# 2x4 wood movement and joinery



## needmorecoffee (Jun 27, 2014)

I'm building a workbench similar to this one: https://www.youtube.com/watch?v=JTxbcf9zI5o

At the 4:10 mark (link to that time), you can see the joint he's planning, which he then secures with screws at the 6:56 mark (link to that time). Similar joinery at 9:57 for the lower frame ((link to that time).

He uses only screws for these joints. I was thinking of using glue + screws for a stronger joint, but it occurred to me that by having 2x4's perpendicular to one another, securing them with glue may cause a problem if the 2x4 contracts/expands along its width while glued to another 2x4 along its length.

It's only 3.5" wide wood, so not a lot of movement, so I'm thinking screws should be fine, but seems that glue would not allow for any movement at all. Should I stick to screws only?

The plywood top gets screwed into the upper frame 2x4's that are on edge so the top will just move up/down very slightly as the 2x4's contract/expand - no problem there, correct?

This workbench will be kept outside under a covered roof, so it will be exposed temps/humidity cycling. It's untreated SPF that will be painted with acrylic paint.


----------



## BernieL (Oct 28, 2011)

You can go and glue them... it shouldn't be a problem. Before I learned about wood movement, I started making a vegetable bin for our church Christmas bazaar and people liked them so much I started making them every year. I basically make a 2X2 frame with wire mesh on the bottoms of each compartment and wire mesh for the back. I then nail and glue 1X12 for the sides and 1X4 on the front with doors. I made the 1st onhe for my wife 14 years ago and it has had no issue.


----------



## TimPa (Jan 27, 2010)

on a bench expected to take a lot of abuse, I always use carriage bolts on the frame/structure joints. they can be snugged up over time if needed, and are considerably stronger than screws/glue for this application.

I just use screws to hold the top down.

not sure I would pain it, I think the paint would need maintained over time. I would just apply an oil or stain/sealer.


----------



## BernieL (Oct 28, 2011)

I'll second the "no paint"... if you clamp a workpiece on a painted surface you may end up having paint on it. My workbench top is a simple 1/4 inch thick hardboard from Home Depot. Inj a couple of years, I'll probably replace it with a new one for $10.


----------



## needmorecoffee (Jun 27, 2014)

BernieL said:


> I'll second the "no paint"... if you clamp a workpiece on a painted surface you may end up having paint on it. My workbench top is a simple 1/4 inch thick hardboard from Home Depot. Inj a couple of years, I'll probably replace it with a new one for $10.


Is it stored outdoors?

I'm planning to use hardboard over a plywood top and my understanding is hardboard would absorb too much moisture if left untreated outdoors. It would be mostly sheltered from rain by an overhead roof, but otherwise exposed to the elements.

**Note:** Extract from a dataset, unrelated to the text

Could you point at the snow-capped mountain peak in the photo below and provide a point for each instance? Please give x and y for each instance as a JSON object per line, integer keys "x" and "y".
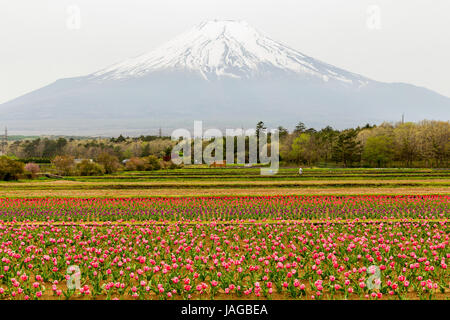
{"x": 226, "y": 48}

That said, if it would survive 2 years, I'd be inclined to leave it unpainted and replace every couple of years.


----------



## needmorecoffee (Jun 27, 2014)

TimPa said:


> not sure I would pain it, I think the paint would need maintained over time. I would just apply an oil or stain/sealer.


The legs will get hit with rain during thunderstorms (via driving winds pushing rain sideways underneath covered roof), so I'm not sure oil will hold up as it doesn't form a barrier.

Paint seems like less work than stain and varnish. Two coats of combined primer/paint and done. As compared to sanding coats of varnish. I prefer the look of stain+varnish over paint, but too lazy to do the work required!


----------



## TimPa (Jan 27, 2010)

needmorecoffee said:


> The legs will get hit with rain during thunderstorms (via driving winds pushing rain sideways underneath covered roof), so I'm not sure oil will hold up as it doesn't form a barrier.
> 
> Paint seems like less work than stain and varnish. Two coats of combined primer/paint and done. As compared to sanding coats of varnish. I prefer the look of stain+varnish over paint, but too lazy to do the work required!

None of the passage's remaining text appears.